The City of Glendale is evaluating several options for “repowering” its aging natural gas power plant at the Grayson power plant. Apart from a “do nothing” option, the three proposals for replacing the facility involve building new gas plants of varying sizes and configurations. The City recommended option is the largest of these proposed configurations – a 250 megawatt combined cycle gas plant.

What is the problem?

The proposed plant raises several serious concerns. Some are strictly financial. The proposed plant will generate more power than Glendale needs, thus requiring the city to find buyers for its excess power; this poses a big risk for Glendale rate payers in an environment where the state is facing an oversupply of power. The proposal also overestimates the useful life of the plant, underestimates the cost of cap and trade permits, and downplays the declining trajectory of prices for wind, solar and battery storage.
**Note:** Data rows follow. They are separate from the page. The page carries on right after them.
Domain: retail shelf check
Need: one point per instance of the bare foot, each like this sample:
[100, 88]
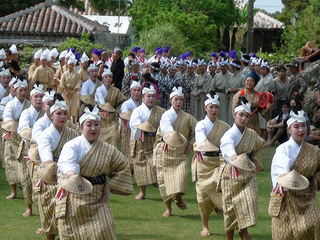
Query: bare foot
[11, 196]
[27, 213]
[205, 233]
[139, 197]
[166, 214]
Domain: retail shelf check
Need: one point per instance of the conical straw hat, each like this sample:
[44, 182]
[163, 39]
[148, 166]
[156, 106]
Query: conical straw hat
[47, 172]
[26, 133]
[293, 180]
[206, 146]
[147, 127]
[10, 126]
[243, 162]
[76, 184]
[174, 139]
[126, 115]
[107, 107]
[88, 100]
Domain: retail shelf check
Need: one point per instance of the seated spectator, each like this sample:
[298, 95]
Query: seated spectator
[276, 127]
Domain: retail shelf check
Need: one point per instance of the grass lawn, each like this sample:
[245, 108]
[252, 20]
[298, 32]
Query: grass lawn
[143, 219]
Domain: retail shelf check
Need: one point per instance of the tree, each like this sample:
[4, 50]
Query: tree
[198, 21]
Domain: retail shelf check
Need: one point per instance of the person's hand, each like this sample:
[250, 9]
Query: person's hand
[105, 195]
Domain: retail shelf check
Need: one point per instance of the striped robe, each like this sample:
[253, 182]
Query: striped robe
[141, 152]
[239, 195]
[299, 216]
[205, 174]
[11, 146]
[81, 216]
[172, 167]
[47, 191]
[109, 125]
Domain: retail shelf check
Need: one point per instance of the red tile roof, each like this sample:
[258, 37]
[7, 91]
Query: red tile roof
[44, 19]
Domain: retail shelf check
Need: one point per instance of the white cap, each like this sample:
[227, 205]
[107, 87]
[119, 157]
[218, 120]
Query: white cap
[63, 54]
[84, 58]
[54, 53]
[214, 100]
[296, 117]
[94, 115]
[2, 54]
[176, 92]
[37, 54]
[106, 72]
[13, 49]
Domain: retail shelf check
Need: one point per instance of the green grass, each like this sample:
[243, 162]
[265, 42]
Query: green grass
[143, 219]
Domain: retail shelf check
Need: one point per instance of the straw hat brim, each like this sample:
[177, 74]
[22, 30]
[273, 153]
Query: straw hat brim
[146, 127]
[47, 172]
[26, 133]
[76, 184]
[293, 180]
[243, 162]
[206, 146]
[10, 126]
[174, 139]
[107, 107]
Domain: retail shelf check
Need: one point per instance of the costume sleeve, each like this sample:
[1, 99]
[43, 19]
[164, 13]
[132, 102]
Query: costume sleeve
[118, 170]
[44, 147]
[68, 159]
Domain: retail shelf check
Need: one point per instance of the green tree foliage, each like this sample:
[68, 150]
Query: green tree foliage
[198, 21]
[110, 6]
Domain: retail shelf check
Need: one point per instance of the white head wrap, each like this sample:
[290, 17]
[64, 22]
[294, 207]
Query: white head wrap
[37, 89]
[150, 90]
[106, 72]
[84, 58]
[13, 81]
[48, 96]
[59, 105]
[135, 84]
[296, 117]
[265, 64]
[243, 107]
[94, 115]
[235, 65]
[13, 49]
[214, 100]
[37, 54]
[92, 66]
[2, 54]
[20, 83]
[5, 71]
[63, 54]
[71, 60]
[54, 53]
[176, 92]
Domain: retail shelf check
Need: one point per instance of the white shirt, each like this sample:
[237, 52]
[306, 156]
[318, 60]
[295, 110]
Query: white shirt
[5, 100]
[202, 130]
[167, 120]
[12, 110]
[2, 91]
[229, 141]
[48, 143]
[101, 94]
[87, 87]
[283, 159]
[28, 118]
[39, 126]
[140, 115]
[71, 154]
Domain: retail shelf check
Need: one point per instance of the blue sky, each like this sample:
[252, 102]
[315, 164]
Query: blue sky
[269, 5]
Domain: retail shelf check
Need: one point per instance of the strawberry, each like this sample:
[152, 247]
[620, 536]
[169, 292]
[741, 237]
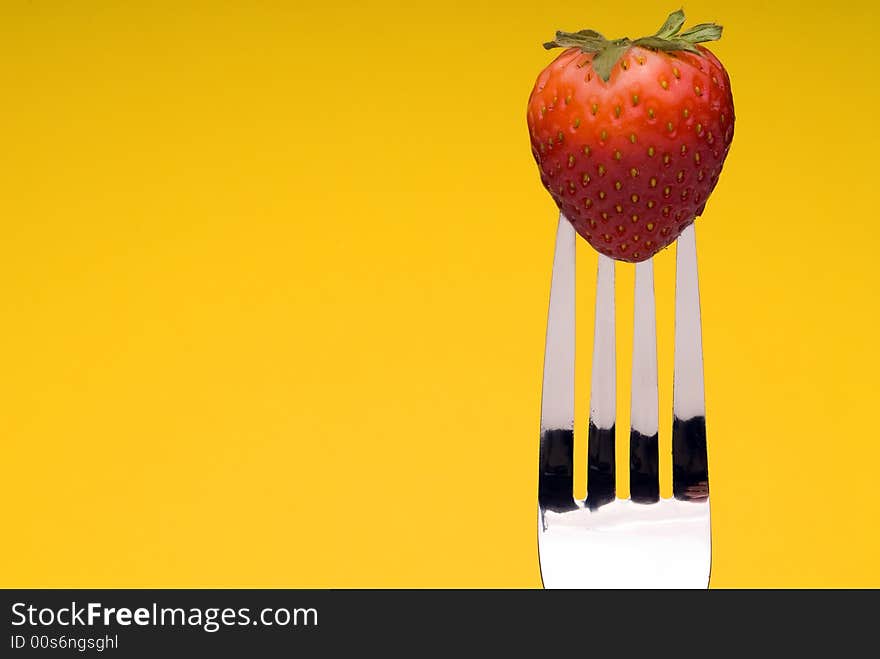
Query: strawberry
[630, 135]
The direct consequence to us is the impact the plant will have on the immediate environment in and around Glendale and on our shared climate. We ask that the Glendale City Council stop the CEQA process and commission independent experts to assess zero carbon alternatives to its plans for replacing Grayson.

State Senator Anthony Portantino sums up the problems with the plant expansion with his letter to the editor of the LA Times: “In short, the Grayson proposal would increase emissions and particulates that would adversely affect our climate and potentially impact the health of children at Benjamin Franklin Elementary, Mark Keppel Elementary and the Disney Children’s Center, as well as elderly residents of nearby Pelanconi Estates. The DEIR predicts global warming emissions will increase nearly seven-fold. This is the equivalent to 90,000 additional cars on Glendale’s roads.”

Take Action:

  1. Call and email the Glendale City Council and ask them to stop the CEQA process and commission independent experts to assess zero carbon alternatives to their plans for replacing Grayson
  2. Visit and learn how to urge your city to divest from projects like these.
  3. Visit for more information
  4. URGENT: Show up to Glendale City Council on April 10 and speak up on this issue!
  5. After a victory on April 10 resulted in a Request for Information process that will investigate clean energy alternatives, let’s show Mayor Zareh Sinanyan and Council members Paula DevineVrej Agajanian and Vartan Gharpetian a big thank you for their support.
  6. The job going forward will be to make sure the RFI process is thorough, even handed, and transparent. Stay tuned for next steps! 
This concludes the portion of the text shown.